How to use Logits output type?

Hi, I’m trying to do speech to text using this model

The output shape of this model is shown in Unity as logits index : 2598
Would you be able to guide me how to use this output and obtain string result?
I’m using Unity 6000.0.23f1 and Sentis 2.1.0.

Thank you for help!

1 Like

Looking at the code,

inputs = processor(batch["speech"], sampling_rate=16000, return_tensors="pt", padding=True)
with torch.no_grad():
        logits = model(inputs.input_values.to(device)).logits
pred_ids = torch.argmax(logits, dim=-1)
batch["pred_strings"] = processor.batch_decode(pred_ids)
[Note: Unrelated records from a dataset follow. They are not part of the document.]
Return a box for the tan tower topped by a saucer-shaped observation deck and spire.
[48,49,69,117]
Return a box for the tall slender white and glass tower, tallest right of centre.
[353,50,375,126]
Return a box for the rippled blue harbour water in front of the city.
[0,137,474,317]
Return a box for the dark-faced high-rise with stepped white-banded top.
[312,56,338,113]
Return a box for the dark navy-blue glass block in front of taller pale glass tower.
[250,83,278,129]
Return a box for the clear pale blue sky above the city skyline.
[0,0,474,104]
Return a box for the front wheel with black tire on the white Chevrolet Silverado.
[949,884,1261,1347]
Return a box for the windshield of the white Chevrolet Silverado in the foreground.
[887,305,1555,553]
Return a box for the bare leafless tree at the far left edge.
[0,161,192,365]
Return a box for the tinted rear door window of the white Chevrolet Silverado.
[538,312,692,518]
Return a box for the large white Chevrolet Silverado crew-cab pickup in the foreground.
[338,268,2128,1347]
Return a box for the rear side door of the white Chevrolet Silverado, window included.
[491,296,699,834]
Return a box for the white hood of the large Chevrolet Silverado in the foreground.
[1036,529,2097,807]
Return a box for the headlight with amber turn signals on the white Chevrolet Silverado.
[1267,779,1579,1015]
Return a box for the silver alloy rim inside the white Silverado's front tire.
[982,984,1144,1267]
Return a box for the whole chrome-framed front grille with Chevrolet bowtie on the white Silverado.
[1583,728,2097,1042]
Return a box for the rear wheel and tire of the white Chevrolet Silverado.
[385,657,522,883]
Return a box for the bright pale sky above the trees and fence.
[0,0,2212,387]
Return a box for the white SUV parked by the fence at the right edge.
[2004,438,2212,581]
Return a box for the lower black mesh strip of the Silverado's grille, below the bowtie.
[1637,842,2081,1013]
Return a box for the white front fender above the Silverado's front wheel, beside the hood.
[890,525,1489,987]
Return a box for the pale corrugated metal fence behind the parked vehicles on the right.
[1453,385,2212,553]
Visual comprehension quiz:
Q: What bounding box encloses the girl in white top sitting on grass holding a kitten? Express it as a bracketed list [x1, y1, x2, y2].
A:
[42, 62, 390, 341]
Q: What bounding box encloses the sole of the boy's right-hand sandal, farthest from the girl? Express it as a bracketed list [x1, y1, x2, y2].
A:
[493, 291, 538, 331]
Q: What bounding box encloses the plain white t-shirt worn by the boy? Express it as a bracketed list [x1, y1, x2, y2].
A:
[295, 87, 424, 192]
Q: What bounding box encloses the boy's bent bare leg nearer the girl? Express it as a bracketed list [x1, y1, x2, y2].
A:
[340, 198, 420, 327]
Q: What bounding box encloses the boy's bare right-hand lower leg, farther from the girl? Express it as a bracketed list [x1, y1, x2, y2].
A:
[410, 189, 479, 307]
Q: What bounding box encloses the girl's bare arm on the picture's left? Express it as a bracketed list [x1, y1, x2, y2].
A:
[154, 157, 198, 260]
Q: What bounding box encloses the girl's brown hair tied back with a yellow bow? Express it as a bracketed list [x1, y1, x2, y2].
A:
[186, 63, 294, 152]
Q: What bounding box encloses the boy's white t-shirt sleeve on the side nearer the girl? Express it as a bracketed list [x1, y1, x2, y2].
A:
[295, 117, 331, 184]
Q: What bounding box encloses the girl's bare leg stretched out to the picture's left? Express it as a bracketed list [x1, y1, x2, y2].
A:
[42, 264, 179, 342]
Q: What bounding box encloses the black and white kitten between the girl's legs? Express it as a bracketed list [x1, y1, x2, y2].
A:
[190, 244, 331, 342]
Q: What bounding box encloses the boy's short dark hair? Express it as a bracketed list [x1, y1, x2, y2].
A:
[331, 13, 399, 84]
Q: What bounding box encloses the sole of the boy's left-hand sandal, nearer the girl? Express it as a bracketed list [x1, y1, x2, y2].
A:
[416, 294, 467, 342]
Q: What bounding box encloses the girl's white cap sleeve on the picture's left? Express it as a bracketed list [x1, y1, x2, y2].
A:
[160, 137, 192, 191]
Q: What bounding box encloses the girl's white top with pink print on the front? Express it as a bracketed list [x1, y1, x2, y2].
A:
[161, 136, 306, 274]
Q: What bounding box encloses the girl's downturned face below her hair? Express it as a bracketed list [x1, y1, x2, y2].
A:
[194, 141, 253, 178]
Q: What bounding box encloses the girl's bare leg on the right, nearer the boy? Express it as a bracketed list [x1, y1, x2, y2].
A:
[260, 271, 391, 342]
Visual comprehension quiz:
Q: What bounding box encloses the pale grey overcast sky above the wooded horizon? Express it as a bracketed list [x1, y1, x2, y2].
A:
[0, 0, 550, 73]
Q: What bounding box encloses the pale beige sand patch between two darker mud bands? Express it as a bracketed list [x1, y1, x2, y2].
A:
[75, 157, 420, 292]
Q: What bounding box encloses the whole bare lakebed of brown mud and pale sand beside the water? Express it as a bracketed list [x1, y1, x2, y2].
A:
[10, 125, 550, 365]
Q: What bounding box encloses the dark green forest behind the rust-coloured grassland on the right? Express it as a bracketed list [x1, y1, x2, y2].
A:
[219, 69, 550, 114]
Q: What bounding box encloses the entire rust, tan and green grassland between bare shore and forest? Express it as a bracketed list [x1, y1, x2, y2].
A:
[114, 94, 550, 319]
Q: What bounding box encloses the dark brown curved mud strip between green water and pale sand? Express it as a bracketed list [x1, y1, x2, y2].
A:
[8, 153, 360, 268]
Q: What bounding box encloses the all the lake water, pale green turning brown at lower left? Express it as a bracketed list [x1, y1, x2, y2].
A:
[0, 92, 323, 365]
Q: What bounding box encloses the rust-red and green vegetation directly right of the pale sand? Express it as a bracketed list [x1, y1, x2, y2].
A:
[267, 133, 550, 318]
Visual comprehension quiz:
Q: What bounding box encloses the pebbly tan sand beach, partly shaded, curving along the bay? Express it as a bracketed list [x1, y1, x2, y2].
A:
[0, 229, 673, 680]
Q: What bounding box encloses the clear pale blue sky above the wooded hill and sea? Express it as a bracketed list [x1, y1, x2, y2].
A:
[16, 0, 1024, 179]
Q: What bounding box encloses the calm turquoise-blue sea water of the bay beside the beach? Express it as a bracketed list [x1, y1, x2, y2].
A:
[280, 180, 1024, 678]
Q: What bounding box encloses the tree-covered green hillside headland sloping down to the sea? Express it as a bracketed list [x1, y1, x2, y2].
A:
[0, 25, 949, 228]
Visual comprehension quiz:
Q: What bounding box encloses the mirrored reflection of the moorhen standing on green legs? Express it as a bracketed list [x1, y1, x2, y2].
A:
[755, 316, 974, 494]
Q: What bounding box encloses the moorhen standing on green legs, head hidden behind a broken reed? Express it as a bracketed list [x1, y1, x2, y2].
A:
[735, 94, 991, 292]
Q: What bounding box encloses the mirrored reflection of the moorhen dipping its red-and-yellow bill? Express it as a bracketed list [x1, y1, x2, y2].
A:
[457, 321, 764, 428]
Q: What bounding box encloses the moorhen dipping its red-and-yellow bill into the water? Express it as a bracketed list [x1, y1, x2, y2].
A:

you can see that the magic of converting too and from tokens to string is happening in the processor.batch_decode

1 Like

Then digging into what that processor.batch_decode does lead me to

(you can follow the path by going on transformers/src/transformers/models/wav2vec2/processing_wav2vec2.py at 96f67c068b43ef209f1d230d2eda4f1ab27b7550 · huggingface/transformers · GitHub ect…
But at the end of the day it looks like you have to re-code that convert_tokens_to_string
Which uses a dictonary that is loaded in https://github.com/huggingface/transformers/blob/96f67c068b43ef209f1d230d2eda4f1ab27b7550/src/transformers/models/wav2vec2/processing_wav2vec2.py#L33

1 Like

I know it seems like a lot of work, but it boils down to reading from a dictionary, you can check out our whisper/phi2 example on hugging face for help.
Let me know if you have any questions!

1 Like

Ah yes I see that there is vocab.json which is basically the dictionary for converting int to letter.
Thank you for the quick reply and detailed explanation!

1 Like

Yes!
Do double check what dictionary is being used in the wav2vec2 tokenizer right. It could be the same or could be a bit different. So worth digging into it to see if there is a diff

2 Likes

I successfully ran the model.
Thank you for your help!

1 Like